Why this matters now
As fitness interest shifts toward practical movement quality and fall prevention, a simple, equipment-free routine that can be done on the floor may be attractive for morning warm-ups, rehabilitation plans or for people who avoid standing exercises because of balance concerns. The authors argue the gains reflect improved motor control and coordination — the nervous system learning to link the trunk and lower limbs more effectively — rather than muscle growth.
Expert perspective and limits
Outside experts caution the results are preliminary. One commentator noted that two weeks is too brief to expect significant muscle hypertrophy, so the reported improvements likely reflect neural adaptation and growing familiarity with the tests. Short-term practice effects can inflate early gains, especially in young, healthy participants.
The study has additional limitations that temper broad conclusions:
- Small sample sizes and short duration (two weeks).
- The second experiment lacked a formal control group.
- Participants were predominantly healthy young adults, limiting applicability to older or clinical populations.
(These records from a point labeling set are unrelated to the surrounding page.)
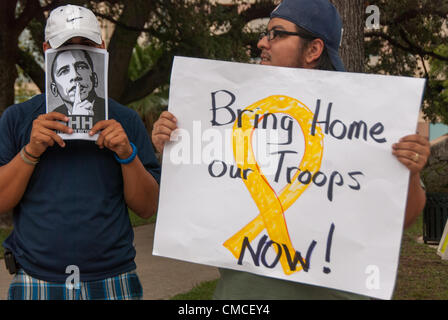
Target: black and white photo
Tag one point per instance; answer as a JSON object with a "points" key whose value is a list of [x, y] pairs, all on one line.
{"points": [[76, 86]]}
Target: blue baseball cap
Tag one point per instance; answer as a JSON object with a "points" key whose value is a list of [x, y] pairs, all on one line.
{"points": [[320, 18]]}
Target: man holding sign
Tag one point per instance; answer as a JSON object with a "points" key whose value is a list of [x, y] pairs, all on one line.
{"points": [[305, 34], [72, 237]]}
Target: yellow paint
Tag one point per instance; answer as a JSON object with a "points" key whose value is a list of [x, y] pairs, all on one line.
{"points": [[272, 206]]}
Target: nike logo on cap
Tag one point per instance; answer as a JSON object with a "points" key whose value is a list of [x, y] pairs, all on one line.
{"points": [[73, 19]]}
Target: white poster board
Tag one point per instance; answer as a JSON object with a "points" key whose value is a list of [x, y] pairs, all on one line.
{"points": [[313, 194]]}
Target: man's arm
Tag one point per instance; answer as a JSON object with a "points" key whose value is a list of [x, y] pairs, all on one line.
{"points": [[141, 190], [15, 175], [14, 178], [413, 151]]}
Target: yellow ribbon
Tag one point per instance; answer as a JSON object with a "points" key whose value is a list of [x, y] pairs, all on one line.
{"points": [[271, 206]]}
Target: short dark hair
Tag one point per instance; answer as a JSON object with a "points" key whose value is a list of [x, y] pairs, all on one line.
{"points": [[86, 54], [324, 61]]}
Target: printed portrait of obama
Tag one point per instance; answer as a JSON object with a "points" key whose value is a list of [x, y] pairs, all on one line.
{"points": [[74, 80]]}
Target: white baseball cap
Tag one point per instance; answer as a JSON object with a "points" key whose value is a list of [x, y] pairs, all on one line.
{"points": [[70, 21]]}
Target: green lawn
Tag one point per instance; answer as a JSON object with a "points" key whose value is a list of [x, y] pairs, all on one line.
{"points": [[421, 274]]}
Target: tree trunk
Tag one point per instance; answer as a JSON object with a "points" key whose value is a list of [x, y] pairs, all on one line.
{"points": [[353, 18], [135, 14], [8, 56]]}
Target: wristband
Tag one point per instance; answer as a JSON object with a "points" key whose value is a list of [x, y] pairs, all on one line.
{"points": [[26, 160], [131, 157], [29, 154]]}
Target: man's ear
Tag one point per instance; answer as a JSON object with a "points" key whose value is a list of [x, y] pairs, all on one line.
{"points": [[314, 51], [54, 89]]}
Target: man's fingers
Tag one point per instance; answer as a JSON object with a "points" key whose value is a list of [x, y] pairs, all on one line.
{"points": [[54, 125], [411, 146], [416, 138], [100, 125], [54, 116]]}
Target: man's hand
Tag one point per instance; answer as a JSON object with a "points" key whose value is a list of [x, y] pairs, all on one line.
{"points": [[43, 134], [113, 137], [413, 151], [162, 130], [81, 107]]}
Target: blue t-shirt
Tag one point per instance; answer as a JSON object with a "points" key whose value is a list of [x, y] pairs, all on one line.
{"points": [[73, 211]]}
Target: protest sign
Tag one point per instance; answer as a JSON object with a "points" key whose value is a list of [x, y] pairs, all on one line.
{"points": [[287, 173], [76, 86]]}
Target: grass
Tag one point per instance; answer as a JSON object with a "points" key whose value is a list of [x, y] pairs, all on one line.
{"points": [[203, 291], [422, 275]]}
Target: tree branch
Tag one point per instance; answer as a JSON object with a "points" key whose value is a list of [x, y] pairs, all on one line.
{"points": [[411, 48]]}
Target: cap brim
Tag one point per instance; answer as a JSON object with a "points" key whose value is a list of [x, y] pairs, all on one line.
{"points": [[336, 59], [61, 38]]}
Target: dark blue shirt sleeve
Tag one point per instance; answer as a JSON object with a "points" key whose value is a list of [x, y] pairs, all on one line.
{"points": [[8, 145]]}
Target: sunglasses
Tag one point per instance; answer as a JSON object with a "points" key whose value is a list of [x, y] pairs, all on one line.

- It remains unknown whether the measured changes translate into fewer falls or long-term functional benefits.
Practical takeaway
For people without injuries, a daily 10-minute supine routine that targets core stability and foot-ankle coordination may be a useful adjunct to a broader fitness plan — especially as a low-risk way to “wake up” balance and coordination systems. Because the approach is low-load and performed lying down, it removes immediate fall risk and requires no equipment.
Medical or rehabilitation professionals should be consulted before trying the sequence if you have existing balance problems, recent injuries, or other health concerns. The authors and independent experts both suggest the method merits further research in older adults and clinical groups to test whether short-term coordination gains can produce meaningful, lasting benefits.